TSX ends five-day losing streak while U.S. markets make up some losses
A TMX Group ticker is seen in Toronto, on May 9, 2014. (The Canadian Press/Darren Calabrese)
Ross Marowits, The Canadian Press
Published Friday, October 12, 2018 4:44PM EDT
Last Updated Friday, October 12, 2018 5:00PM EDT
TORONTO -- Canada's main stock index snapped a five-day losing streak on Friday while U.S. markets made up some of the lost ground on a recovery in tech stocks.
Despite a strong U.S. economy, many believe investors were spooked by the prospect of a series of interest rate hikes, said Allan Small, senior investment adviser with HollisWealth.
"I think this is one huge overreaction," he said of the recent sell off.
"It's going to take a bunch of trading days for us to make back what the losses have added up to over the past few days."
The S&P/TSX composite index closed up 97.16 points to 15,414.29 after shedding 754.92 points between Oct. 4 and Thursday. The market hit a high of 15,470.88 on the day with 289.3 million shares traded.
The health care sector led, rising 4.24 per cent with a big push from cannabis producer Canopy Growth Corp. Ten of the market's 13 sectors increased, while gold, materials and base metals were down slightly.
The latest sell off was smaller than the one earlier this year and Small said it could have been affected by seasonality, with markets typically falling in October, and computer algorithms that triggered selling in afternoon sessions.

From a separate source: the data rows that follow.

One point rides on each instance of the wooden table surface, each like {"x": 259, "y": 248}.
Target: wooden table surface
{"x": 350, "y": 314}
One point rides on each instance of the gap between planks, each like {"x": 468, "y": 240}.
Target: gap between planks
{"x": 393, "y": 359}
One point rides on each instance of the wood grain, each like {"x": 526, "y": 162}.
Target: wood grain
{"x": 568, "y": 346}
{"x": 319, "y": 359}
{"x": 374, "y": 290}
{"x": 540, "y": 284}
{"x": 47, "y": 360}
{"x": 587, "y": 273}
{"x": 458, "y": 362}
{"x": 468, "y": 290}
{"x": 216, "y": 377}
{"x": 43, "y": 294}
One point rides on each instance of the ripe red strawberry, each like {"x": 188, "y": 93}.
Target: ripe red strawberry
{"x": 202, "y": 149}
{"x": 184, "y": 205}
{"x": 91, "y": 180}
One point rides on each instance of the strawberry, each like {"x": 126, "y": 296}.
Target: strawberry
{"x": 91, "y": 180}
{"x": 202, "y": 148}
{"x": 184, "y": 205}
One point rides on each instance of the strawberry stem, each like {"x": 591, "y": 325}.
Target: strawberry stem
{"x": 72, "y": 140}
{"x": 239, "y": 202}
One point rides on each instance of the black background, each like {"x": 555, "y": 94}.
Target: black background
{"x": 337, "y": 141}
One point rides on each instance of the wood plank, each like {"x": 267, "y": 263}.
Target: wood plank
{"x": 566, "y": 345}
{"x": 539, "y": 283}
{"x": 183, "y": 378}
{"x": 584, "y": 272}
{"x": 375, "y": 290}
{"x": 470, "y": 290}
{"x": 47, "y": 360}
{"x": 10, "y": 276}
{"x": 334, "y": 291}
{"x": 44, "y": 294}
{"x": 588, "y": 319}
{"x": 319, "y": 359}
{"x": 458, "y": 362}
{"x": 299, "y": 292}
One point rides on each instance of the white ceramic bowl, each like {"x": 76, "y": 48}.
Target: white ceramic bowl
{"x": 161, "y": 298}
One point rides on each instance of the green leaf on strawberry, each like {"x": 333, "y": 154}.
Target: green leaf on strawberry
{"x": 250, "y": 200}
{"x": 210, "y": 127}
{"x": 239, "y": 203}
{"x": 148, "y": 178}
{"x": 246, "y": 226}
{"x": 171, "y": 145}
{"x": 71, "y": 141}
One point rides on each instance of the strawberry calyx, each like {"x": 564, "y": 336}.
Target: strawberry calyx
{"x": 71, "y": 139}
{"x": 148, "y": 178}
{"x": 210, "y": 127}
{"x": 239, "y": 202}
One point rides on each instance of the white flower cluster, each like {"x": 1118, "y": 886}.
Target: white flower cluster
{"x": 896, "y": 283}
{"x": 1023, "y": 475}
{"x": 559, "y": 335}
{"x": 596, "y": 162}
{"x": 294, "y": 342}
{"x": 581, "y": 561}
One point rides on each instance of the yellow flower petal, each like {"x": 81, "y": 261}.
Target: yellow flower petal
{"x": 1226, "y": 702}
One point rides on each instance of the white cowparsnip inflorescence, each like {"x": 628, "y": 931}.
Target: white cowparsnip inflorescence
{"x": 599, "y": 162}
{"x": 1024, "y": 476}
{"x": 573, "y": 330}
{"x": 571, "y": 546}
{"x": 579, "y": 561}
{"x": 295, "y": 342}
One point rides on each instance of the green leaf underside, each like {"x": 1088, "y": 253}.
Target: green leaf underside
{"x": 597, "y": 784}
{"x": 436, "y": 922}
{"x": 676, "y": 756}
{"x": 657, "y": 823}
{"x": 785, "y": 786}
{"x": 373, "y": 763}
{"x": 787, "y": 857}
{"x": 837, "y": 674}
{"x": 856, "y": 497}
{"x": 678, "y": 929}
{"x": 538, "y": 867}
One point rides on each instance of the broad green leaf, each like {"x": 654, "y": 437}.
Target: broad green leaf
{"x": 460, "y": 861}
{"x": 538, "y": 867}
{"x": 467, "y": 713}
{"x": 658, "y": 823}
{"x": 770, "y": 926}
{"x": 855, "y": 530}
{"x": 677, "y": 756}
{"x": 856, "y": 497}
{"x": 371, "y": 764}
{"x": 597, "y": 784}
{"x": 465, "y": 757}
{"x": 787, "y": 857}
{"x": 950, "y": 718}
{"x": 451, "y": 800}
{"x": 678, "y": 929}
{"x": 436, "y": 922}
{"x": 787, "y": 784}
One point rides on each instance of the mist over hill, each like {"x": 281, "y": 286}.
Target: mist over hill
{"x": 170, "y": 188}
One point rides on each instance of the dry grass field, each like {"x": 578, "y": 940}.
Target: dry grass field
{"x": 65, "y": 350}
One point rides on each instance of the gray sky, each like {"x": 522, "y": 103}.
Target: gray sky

"I think that this again will subside and I think the market will bounce higher. Hopefully earnings season will be the catalyst for that," he said.
Still, Small expects companies will begin to note that tariffs are starting to eat into corporate profits.
In New York, the Dow Jones industrial average gained 287.16 points to 25,339.99 after shedding 1,377.74 points in the last two days. The S&P 500 index was up 38.76 points at 2,767.13, while the Nasdaq composite rose 167.83 points to 7,496.89.
Small said people have gotten too accustomed to seeing their portfolios consistently rise and were lulled into a false sense of security.
"I think investors in my opinion were starting to get a little bit greedy. They weren't happy with the six, seven, eight, nine per cent rate of return. They were chasing the hot investment, the hot technology stock, or cannabis stock."
The Canadian dollar traded at an average of 76.74 cents US compared with an average of 76.70 cents US on Thursday.
The November crude contract was up 37 cents at US$71.34 per barrel and the November natural gas contract was down 6.1 cents at US$3.16 per mmBTU.
The December gold contract was down US$5.60 at US$1,222 an ounce and the December copper contract was up 0.25 of a cent at US$2.80 a pound.